An important part of the festival is the presentation of the individual, independent animation filmmaker. Therefore, I'm proud to have been able to present a retrospective of short Japanese animation films. Image Forum has a long tradition of representing independent film art. Thanks to a wonderful cooperation between Image Forum and the Holland Animation Film Festival, we were able to show with great pleasure an important movement in the Japanese film culture to an international festival audience. Under the thematic titles Observer, Puppeteer and Juggler a selection from the archives of Image Forum was presented. Moreover, Tanaami Keichii and Takashi Ito had their personal retrospectives. Tanaami Keichii is a well-known artist in the animation circuit but Takashi Ito's work was shown for the first time at a specific animation film festival, as far as I know. This motivated me to pay special attention to the Japanese independent animation film.

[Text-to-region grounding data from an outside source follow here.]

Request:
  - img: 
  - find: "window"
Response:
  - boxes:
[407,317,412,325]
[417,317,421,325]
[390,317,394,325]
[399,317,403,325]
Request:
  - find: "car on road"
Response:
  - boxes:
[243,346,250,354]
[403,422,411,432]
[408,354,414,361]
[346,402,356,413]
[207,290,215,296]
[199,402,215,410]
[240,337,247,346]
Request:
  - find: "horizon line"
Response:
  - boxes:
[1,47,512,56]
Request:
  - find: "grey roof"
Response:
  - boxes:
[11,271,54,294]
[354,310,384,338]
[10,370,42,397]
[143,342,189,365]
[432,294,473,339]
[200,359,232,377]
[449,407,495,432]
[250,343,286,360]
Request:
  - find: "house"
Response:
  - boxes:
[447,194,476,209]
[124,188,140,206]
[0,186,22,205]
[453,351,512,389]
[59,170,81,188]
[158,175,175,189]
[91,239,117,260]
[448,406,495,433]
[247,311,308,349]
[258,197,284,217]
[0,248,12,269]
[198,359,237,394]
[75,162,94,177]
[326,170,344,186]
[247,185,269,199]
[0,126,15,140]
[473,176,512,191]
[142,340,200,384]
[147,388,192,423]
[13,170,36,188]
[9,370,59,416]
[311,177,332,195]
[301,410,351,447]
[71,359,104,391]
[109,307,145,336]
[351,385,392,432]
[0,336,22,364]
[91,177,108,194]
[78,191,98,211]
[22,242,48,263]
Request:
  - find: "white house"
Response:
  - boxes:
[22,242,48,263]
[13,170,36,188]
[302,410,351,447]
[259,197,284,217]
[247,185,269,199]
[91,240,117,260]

In the field of animation film, Japan is mainly known in the western world for its Manga films. But Japan has a long tradition in the field of independent animation too. People like Yoji Kuri, Kihachiro Kawamoto, Renzo Kinoshita and Taku Furukawa found their way to the international audience. And the field of animation film hasn't stopped to develop. Nowadays, the boundaries between the different film genres are fading. More and more, animation is not a genre in itself anymore: the various uses of new media bring together different film genres. Furthermore, there is much common ground between visual arts and animation film. But of course this has been the case since cinema originated.

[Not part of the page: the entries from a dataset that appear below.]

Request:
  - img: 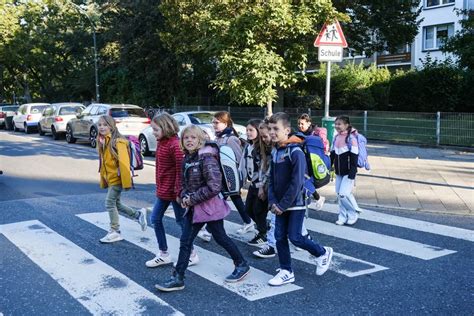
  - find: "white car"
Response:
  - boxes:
[38,103,85,140]
[12,103,50,134]
[139,111,247,156]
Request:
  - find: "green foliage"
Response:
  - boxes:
[442,10,474,70]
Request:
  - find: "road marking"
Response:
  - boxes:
[166,211,388,278]
[316,204,474,242]
[0,220,181,316]
[77,212,302,301]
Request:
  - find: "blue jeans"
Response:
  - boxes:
[275,209,326,272]
[175,210,246,276]
[335,175,359,223]
[150,197,185,252]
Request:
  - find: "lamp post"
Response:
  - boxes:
[70,3,100,102]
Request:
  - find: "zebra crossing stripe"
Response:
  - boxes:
[317,204,474,242]
[0,220,182,316]
[77,212,302,301]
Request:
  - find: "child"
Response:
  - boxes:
[97,115,147,243]
[146,113,199,268]
[155,125,250,292]
[212,111,255,234]
[330,115,360,226]
[240,119,268,246]
[267,112,333,286]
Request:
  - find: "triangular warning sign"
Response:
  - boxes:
[314,19,348,48]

At Image Forum I mainly looked for films from individual artists who freed themselves from the conventions existing in the field of animation. Films that originated out of an idea, instead of out of a technique. This also meant that I selected films that balance between animation and, for example, video art.
Meanwhile, it is January 2003 and like in November 2002 it is a great honour that I can present a selection of the Japan programme in the centre of the independent film in Japan. A selection put together by a westerner, grown up in a traditional animation film culture.